Ireland's 12.5% corporate tax rate has long rankled with German and French policy makers. Their main objection is that companies looking for access to the EU market set up in Ireland in order to minimize their Europe-wide tax payments.

Ireland gets the jobs, but at the cost of depriving other EU members of corporate tax revenue. And they argue that leaves Ireland with a narrow tax base and makes its public finances vulnerable to the collapse of a single sector—such as construction.

There is an argument to be had, and France and Germany may be right. But this isn't about competitiveness, it's about boosting tax revenue.

The EU did have a competitiveness pact: the so-called Lisbon Agenda, which was launched in 2000, ran until last year, and was intended to raise the bloc's long-term growth potential. It promised a great deal more than it delivered, and any serious attempt to make the euro zone more competitive would revisit the Lisbon goals and make sure they were met at the second time of asking.

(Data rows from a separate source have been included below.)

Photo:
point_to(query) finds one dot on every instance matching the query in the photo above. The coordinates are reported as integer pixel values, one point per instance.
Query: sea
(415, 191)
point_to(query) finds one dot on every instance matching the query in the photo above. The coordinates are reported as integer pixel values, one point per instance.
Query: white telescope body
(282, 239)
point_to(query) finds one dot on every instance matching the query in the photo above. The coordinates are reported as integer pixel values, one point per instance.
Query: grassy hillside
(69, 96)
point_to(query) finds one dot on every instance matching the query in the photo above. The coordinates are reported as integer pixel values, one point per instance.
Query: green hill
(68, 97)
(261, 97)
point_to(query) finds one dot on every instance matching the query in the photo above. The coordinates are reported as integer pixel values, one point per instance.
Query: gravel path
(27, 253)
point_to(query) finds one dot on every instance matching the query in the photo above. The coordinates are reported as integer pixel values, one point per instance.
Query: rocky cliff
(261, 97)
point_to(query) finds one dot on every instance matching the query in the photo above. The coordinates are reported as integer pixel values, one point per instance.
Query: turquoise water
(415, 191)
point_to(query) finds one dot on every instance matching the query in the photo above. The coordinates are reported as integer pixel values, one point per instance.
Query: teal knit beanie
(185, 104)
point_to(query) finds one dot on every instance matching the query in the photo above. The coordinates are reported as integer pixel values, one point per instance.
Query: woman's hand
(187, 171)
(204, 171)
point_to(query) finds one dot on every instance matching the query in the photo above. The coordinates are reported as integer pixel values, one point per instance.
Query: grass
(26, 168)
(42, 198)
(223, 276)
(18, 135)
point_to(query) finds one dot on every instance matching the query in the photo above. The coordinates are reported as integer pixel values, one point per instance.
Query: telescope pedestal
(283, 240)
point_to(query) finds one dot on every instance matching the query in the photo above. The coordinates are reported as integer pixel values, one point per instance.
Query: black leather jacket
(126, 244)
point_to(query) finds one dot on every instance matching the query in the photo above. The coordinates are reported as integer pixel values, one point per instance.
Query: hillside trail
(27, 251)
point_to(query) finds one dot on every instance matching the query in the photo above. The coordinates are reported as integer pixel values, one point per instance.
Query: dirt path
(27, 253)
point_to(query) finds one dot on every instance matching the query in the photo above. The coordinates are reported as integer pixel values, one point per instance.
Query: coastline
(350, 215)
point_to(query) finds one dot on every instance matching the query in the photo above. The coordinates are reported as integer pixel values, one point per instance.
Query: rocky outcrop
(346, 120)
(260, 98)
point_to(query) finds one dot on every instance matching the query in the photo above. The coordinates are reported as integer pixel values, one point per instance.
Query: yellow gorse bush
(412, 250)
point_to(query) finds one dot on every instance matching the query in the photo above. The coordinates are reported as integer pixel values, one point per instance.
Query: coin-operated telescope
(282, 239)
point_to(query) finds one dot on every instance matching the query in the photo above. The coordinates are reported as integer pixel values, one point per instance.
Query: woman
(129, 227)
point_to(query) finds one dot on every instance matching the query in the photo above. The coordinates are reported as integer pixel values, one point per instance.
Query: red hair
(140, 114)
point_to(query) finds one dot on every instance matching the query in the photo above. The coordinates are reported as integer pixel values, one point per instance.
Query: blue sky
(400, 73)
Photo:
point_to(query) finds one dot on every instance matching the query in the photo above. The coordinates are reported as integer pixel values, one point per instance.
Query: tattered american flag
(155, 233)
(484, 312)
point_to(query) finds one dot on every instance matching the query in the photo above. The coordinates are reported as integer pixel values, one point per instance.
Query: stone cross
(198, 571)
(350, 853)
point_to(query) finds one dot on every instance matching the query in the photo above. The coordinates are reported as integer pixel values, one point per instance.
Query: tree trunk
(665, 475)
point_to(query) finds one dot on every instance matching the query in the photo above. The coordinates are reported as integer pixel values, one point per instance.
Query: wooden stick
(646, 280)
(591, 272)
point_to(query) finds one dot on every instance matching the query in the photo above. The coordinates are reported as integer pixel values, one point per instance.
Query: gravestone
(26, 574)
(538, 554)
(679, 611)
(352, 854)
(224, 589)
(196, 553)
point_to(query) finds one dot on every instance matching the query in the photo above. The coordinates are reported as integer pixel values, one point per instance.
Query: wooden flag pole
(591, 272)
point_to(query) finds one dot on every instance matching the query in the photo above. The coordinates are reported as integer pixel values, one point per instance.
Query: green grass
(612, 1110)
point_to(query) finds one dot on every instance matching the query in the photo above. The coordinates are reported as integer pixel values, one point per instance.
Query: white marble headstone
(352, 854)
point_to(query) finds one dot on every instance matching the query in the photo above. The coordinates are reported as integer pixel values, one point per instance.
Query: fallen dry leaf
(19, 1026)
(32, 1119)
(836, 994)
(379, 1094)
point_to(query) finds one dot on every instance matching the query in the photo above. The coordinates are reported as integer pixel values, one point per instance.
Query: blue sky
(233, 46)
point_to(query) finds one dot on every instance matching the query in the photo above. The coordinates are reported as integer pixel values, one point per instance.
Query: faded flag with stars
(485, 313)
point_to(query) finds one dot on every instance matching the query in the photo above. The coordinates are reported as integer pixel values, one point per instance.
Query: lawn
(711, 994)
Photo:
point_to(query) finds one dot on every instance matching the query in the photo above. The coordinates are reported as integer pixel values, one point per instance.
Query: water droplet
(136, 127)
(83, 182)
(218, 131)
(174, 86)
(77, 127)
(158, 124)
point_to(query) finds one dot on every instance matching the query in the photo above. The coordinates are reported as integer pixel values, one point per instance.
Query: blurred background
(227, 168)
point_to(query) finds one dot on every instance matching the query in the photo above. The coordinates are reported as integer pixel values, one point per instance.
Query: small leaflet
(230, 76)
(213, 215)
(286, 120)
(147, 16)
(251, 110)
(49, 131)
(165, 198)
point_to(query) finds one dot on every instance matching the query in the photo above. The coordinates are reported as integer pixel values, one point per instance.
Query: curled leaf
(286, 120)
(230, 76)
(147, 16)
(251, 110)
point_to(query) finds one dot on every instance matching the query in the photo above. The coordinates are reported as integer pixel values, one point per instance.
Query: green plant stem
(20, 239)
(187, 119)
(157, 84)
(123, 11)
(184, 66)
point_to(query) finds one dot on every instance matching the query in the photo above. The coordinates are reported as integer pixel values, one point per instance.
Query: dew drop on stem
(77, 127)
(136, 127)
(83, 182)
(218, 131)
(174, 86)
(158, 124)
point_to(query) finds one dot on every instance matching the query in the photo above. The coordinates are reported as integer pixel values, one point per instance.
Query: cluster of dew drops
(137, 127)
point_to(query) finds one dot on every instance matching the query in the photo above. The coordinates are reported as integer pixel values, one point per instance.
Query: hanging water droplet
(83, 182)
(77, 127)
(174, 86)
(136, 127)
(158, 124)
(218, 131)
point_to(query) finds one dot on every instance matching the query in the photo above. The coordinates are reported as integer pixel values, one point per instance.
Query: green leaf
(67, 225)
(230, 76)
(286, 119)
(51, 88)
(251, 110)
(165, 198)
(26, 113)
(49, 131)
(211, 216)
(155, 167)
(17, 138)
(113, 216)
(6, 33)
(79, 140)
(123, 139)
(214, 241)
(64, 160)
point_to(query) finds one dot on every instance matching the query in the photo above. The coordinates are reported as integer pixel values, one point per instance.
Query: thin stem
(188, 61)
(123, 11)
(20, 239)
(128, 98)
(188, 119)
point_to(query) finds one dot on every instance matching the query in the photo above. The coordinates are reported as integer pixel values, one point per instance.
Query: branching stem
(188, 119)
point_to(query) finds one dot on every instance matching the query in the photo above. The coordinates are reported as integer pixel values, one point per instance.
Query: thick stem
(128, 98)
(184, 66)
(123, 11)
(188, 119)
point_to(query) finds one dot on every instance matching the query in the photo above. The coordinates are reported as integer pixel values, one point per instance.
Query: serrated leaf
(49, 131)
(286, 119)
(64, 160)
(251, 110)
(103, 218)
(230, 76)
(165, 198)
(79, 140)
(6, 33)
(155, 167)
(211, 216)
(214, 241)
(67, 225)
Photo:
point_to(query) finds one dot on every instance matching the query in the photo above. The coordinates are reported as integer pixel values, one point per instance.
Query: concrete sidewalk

The Lisbon Agenda had promise because it tried to compare EU members with other parts of the global economy, identify where they were weak, and where there were better ways of doing things.

Reviewing progress over the 10 years of the Lisbon Agenda, the Centre for European Reform awarded top marks to the Netherlands. And therein may lie a glimmer of hope.

Arriving at the meeting of Euro Group finance ministers Monday, Dutch Finance Minister Jan Kees de Jager made it clear his government has much to contribute.

"It's not a diktat as such, but we can't just accept the ideas of France and Germany," he said of the Franco-German pact. "The Netherlands has ideas about this too. We do need to discuss competitiveness and strengthening it is very important. But …this proposal is just a starting point for discussion."